Under an oak tree at Kew Gardens, ecologist Suzanne Simard returned to the idea that made her famous: forests do not function as collections of isolated trees, but as living communities linked in ways science still struggles to map in full.
Reports indicate Simard spoke with Rowan Hooper about her new book, the long-running debate around the so-called “wood wide web” and the public fascination her work has sparked. Her research helped push fungal networks and forest connectedness into mainstream conversation, turning an academic concept into a cultural shorthand for hidden cooperation in nature. That visibility also brought sharper scrutiny, as critics challenged how far the evidence can support the broadest claims made about tree-to-tree communication.
Simard’s central argument still lands with force: to understand a forest, you have to look beyond individual trees and study the relationships that bind the whole system together.
Key Facts
- Suzanne Simard discussed forest connectedness and the “wood wide web” at Kew Gardens in London.
- The conversation covered her new book and criticism of her research.
- Reports indicate she also reflected on contact from James Cameron’s team linked to Avatar.
- Her work helped bring fungal networks and tree relationships into public debate.
The tension around Simard’s work now sits at the center of a bigger scientific question: how should researchers describe complex ecological systems without oversimplifying them for a wider audience? Supporters argue she opened an important field of inquiry and gave the public a richer picture of forest life. Skeptics warn that vivid metaphors can race ahead of the data. That clash has not erased the influence of her ideas; it has only made the stakes clearer.
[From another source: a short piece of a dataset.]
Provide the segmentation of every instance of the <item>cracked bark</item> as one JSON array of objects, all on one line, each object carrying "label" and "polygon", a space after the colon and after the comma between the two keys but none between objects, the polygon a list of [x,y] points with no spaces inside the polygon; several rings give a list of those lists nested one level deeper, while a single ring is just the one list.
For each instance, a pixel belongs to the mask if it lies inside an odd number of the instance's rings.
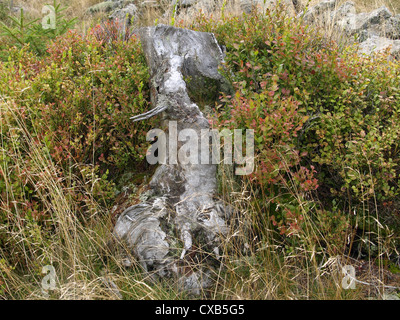
[{"label": "cracked bark", "polygon": [[[224,58],[220,46],[211,33],[165,25],[142,28],[138,34],[149,65],[154,108],[132,119],[161,114],[164,125],[176,121],[178,134],[194,129],[199,148],[201,130],[209,129],[209,122],[189,98],[188,86],[199,90],[211,80],[219,91],[229,90],[218,72]],[[192,79],[189,84],[187,77]],[[182,144],[178,141],[174,147]],[[148,200],[126,209],[114,228],[145,270],[176,277],[193,294],[211,284],[229,218],[229,209],[215,199],[217,166],[201,164],[200,152],[197,155],[198,164],[168,164],[167,155],[167,164],[157,168],[149,183]]]}]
The reach of those ideas extends well beyond journals and field sites. Sources suggest Simard discussed getting a call from James Cameron’s people, a sign of how deeply the image of connected forests has entered popular imagination through Avatar and beyond. Few scientific concepts make that jump. Even fewer survive it with their core meaning intact. Simard’s work now lives in two worlds at once: active scientific debate and a broader cultural story about interdependence.
What happens next matters for more than one scientist’s reputation. As climate pressure, biodiversity loss and forest management debates intensify, the way researchers explain ecological relationships will shape how the public understands what is at risk. Simard’s ideas will continue to face testing, revision and challenge, but the underlying issue will not fade: if forests are networks, then damage to one part of the system may carry farther than we once thought.